The authors handled my concerns, although some remain unresolved (e.g., I am still not convinced of the generalizability of the proposed method, considering the performance gains on only two out of three datasets).

After all, I would stick to my original rating.

2025-08-06

We thank the reviewer for the feedback, and we are glad to hear that the rebuttal addressed most of the initial concerns. Regarding generalizability, the lower performance on Ego4D Goal-Step, which focuses only on cooking videos, is likely due to some challenges specific to this dataset, such as the more general step descriptions (e.g., Prepares the bread), complicating modeling step dependencies.

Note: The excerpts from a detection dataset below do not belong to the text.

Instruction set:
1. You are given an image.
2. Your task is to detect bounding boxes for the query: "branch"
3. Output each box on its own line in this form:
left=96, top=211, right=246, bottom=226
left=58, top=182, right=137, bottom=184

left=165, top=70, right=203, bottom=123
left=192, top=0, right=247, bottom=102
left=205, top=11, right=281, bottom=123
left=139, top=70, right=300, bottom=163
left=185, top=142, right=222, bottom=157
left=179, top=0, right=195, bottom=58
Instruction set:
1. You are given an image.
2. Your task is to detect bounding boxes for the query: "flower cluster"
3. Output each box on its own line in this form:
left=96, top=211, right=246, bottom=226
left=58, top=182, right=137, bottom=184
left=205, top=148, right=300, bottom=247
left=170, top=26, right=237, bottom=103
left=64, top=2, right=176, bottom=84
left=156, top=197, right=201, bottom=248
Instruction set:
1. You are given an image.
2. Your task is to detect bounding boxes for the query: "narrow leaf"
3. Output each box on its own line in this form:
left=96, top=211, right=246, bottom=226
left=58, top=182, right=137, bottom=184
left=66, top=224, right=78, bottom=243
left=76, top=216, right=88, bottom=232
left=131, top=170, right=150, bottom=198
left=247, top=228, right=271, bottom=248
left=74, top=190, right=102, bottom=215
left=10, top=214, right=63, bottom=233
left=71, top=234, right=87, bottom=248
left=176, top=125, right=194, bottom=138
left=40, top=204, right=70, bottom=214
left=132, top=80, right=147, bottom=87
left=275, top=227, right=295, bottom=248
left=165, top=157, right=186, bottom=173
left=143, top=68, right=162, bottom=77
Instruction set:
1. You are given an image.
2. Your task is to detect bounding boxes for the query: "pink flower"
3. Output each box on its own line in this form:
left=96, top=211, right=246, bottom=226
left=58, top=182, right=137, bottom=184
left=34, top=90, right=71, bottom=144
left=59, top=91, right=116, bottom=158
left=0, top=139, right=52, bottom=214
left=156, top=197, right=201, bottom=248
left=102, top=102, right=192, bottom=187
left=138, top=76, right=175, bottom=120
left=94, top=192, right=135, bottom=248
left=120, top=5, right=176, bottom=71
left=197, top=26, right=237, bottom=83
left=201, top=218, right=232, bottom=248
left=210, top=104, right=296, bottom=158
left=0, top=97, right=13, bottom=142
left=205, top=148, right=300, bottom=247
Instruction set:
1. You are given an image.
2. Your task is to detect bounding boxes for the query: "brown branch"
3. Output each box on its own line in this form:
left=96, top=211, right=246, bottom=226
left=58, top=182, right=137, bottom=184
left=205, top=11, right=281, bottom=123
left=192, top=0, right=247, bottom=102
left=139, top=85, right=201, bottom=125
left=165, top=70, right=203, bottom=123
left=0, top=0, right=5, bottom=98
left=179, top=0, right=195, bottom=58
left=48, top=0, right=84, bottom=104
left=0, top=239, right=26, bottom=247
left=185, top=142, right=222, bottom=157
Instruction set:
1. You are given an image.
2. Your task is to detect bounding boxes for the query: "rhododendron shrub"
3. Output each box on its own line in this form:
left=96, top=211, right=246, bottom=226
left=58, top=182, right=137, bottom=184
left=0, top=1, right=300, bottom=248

To further demonstrate the generalizability of our method, we evaluate it on the COIN dataset, which contains instructional YouTube videos spanning various domains. Specifically, we use the testing split, consisting of 2,797 videos. Out of these, we successfully downloaded 2,354 videos because the remaining videos were either unavailable or set to private. These videos span 12 domains (i.e., Dish, Drink and Snack, Electrical Appliance, Furniture and Decoration, Gadgets, Housework, Leisure and Performance, Nursing and Care, Pets and Fruit, Science and Craft, Sport, and Vehicle) and are categorized into 180 distinct tasks.

We compare the performance of BaGLM with three baselines: (1) InternVL2.5-8b (off-the-shelf), (2) NaSVA [14] (best offline competitor), (3) an online version of NaSVA that we developed to address W2 (Online baselines). As shown in the table below, BaGLM outperforms NaSVA by 14.7 (offline) and 19.4 (online), and achieves a gain of 4.2 over InternVL2.5-8b. These results suggest that our method generalizes well across diverse domains and tasks.

Method	$\uparrow$ R@1 (COIN)
Offline
NaSVA [14]	36.8
Online
NaSVA [14]	32.1
InternVL2.5-8b [6]	47.3
BaGLM	51.5

最终决定Accept (poster)

2025-09-17

This paper presents a training-free method for step-wise grounding of the individual steps in a given procedural video. It incorporates Bayesian filtering together with LLMs to model the step-wise transitions in the procedure. Performance is excellent, especially when compared to supervised offline methods.

All four reviewers support this paper and think it would be a nice contribution to the NeurIPS program, and the AC agrees. The extensive discussion between the authors and the four reviewers highlights various areas of confusion and missing considerations in the analysis. The authors are requested to incorporate these points when revising their manuscript for the final version.